Despite the uncertainty surrounding markets prospects and the risk of another demand-led downturn, petrochemical producers are busy planning expansions and new investments.
At last week’s Apic conference in Mumbai, a source close to Total Petrochemicals revealed that the company was looking to produce more petrochemicals downstream of its joint-venture refinery project in Saudi Arabia.
The 400,000 bbls/day refinery project, executed by Saudi Aramco Total Refining and Petrochemical Co (Satorp), already includes 700,000 tonnes/year of paraxylene (PX), 200,000 tonnes/year of polymer-grade propylene and 140,000 tonnes/year of benzene.
The project is progressing well and was expected to be completed in 2013.
All the PX would be exported at the beginning until derivative plants were built in Jubail, said the source.
“The propylene and benzene are destined to stay in Jubail and Satorp has been through a bidding process to find local consumers,” he added.
Satrop is also expected to supply refinery feedstocks to a cracker project being developed by Saudi Aramco and Dow Chemical. The project – initially planned for Ras Tanura – is likely to be moved to Al-Jubail.
The blog had earlier reported that Total’s cracker joint venture in Qatar, Ras Laffan Olefins, would also be expanding its capacity. The source clarified that the expansion would initially be based on ethane.
“The company sees a bubble of ethane availability from the Pearl gas-to-liquids (GTL) project which will be about 1m tonnes/year. They are looking to take that and expand the cracker from 1.3m tonnes/year to 1.6m tonnes/year,” he said.
As the ethane would not be available to RLOC for the long term, the company was also looking at cracking propane, he added.
If the expansion is feasible, RLOC would do it by 2011-2012.
The additional ethylene would be used by Q-Chem and Qatofin to debottleneck their derivative plants, he added.
Other newly commissioned crackers are also likely to be expanded in the next couple of years.
Indian Oil Corp (IOC) plans to soon start expanding its newly commissioned cracker at Panipat by 25%.
“We will immediately take up the expansion proposal after stabilization of operations at the cracker; we have already made provision for a 25% capacity expansion,” said a company executive said on the sidelines Apic.

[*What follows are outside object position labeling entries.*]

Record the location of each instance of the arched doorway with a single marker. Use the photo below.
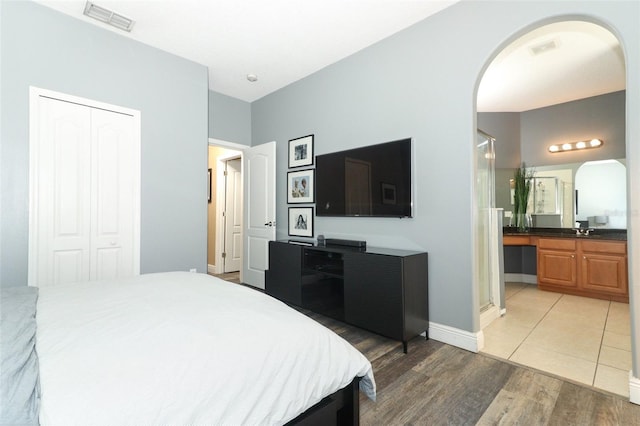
(530, 75)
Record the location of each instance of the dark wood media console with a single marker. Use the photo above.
(377, 289)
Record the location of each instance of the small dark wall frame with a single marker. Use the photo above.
(301, 186)
(301, 152)
(301, 221)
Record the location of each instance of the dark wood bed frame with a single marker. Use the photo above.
(341, 408)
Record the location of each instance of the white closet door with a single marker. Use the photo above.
(62, 229)
(112, 197)
(84, 193)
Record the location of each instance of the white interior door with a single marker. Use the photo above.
(84, 191)
(259, 166)
(233, 216)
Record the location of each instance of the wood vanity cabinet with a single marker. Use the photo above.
(592, 268)
(557, 264)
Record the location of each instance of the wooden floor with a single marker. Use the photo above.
(438, 384)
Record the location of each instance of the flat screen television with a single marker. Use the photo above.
(373, 180)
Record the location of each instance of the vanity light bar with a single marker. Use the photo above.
(573, 146)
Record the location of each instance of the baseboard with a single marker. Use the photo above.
(455, 337)
(487, 316)
(521, 278)
(634, 389)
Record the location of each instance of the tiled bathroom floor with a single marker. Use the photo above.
(582, 339)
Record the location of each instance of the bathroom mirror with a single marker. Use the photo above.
(601, 194)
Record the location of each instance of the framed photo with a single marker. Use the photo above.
(301, 221)
(300, 186)
(301, 152)
(388, 193)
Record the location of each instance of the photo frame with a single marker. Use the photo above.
(301, 186)
(388, 193)
(301, 152)
(301, 221)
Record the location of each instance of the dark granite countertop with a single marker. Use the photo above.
(595, 234)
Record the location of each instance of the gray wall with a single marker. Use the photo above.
(46, 49)
(526, 136)
(422, 83)
(229, 119)
(601, 117)
(505, 128)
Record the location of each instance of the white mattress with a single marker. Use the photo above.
(183, 349)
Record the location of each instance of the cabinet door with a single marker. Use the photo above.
(557, 268)
(373, 293)
(604, 273)
(282, 280)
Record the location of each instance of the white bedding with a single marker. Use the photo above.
(183, 349)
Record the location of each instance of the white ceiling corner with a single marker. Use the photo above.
(282, 41)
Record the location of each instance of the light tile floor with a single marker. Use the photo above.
(582, 339)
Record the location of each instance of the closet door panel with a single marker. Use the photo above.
(113, 175)
(63, 193)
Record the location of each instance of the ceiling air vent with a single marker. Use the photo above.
(105, 15)
(543, 47)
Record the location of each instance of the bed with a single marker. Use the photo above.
(182, 348)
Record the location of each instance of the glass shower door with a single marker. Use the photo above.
(485, 196)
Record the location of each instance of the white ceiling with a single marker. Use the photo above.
(585, 60)
(282, 41)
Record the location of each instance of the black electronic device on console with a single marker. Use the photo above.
(348, 243)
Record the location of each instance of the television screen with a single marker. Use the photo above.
(373, 180)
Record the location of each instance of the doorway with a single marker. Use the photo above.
(225, 210)
(531, 333)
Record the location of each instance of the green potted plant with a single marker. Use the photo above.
(522, 186)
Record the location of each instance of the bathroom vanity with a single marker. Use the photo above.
(591, 266)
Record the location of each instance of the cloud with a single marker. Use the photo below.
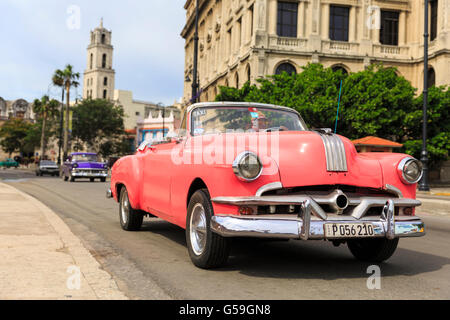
(37, 40)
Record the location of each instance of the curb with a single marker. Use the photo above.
(101, 282)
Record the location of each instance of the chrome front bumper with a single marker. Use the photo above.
(311, 220)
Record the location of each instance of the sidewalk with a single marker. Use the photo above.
(41, 258)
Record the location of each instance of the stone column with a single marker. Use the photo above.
(325, 32)
(301, 20)
(273, 12)
(352, 25)
(402, 28)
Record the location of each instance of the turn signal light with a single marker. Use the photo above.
(246, 211)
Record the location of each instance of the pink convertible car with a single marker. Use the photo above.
(256, 170)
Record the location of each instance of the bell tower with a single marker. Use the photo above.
(99, 76)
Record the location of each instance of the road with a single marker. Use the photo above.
(154, 263)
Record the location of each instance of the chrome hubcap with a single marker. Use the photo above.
(198, 229)
(125, 208)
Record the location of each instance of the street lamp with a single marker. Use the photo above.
(423, 184)
(194, 80)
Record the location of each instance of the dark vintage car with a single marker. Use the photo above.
(47, 167)
(9, 163)
(84, 165)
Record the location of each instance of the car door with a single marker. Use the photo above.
(157, 177)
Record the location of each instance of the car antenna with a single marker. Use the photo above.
(339, 102)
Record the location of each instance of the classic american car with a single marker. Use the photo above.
(9, 163)
(47, 167)
(256, 170)
(84, 165)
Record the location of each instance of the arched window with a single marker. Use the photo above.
(286, 67)
(337, 68)
(431, 77)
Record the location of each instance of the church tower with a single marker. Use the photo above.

After the expansion, the cracker would be able to produce 1.2m tones/year of ethylene and propylene. The cracker currently produces 857,000 tones/year of ethylene and about 500,000 tonnes/year of propylene.
The company would either debottleneck the exisiting deriviative plants or look at new derivatives such as low-density polyethylene or ethylene oxide.
A senior executive at ExxonMobil said in an interview with ICIS news at Apic that a study was on to expand its joint-venture cracker in Fujian, China. The Fujian complex includes a 240,000bbl/day refinery and an 800,000 tonne/year ethylene steam cracker with downstream plants.
Its downstream plants include an 800,000 tonne/year polyethylene unit, a 400,000 tonne/year polypropylene unit and a 700,000 tonne/year paraxylene unit.
And also in China, the National Development and Reform Commission (NDRC), has issued an initial permit for a joint-venture refinery and petrochemical complex between Sinopec and Kuwait Petroleum Corp (KPC) in Guangdong province, reports ICIS news.
The $9b joint-venture project – which includes a 15m tonne/year refinery, a 1m tonne/year cracker and other chemical units – was forced to relocate to Zhanjiang from the earlier planned site in Nansha, also in the province, last year because of environmental concerns.
The project in the south of Guangdong province is expected to come on stream in late 2013. A clearer picture on the completion date is possible only after the companies get the final approval.
Earlier this week, India’s Reliance Industries announced it has signed an agreement with Sibur to produce butyl rubber at Jamnagar. Reliance is planning a number of petrochemical projects in India including a huge cracker and new plants for polyethylene, monoethylene glycol, purified terephthalic acid, polyester and other synthetic rubbers such as styrene butadiene rubber and polybutadiene rubber. Details are still awaited.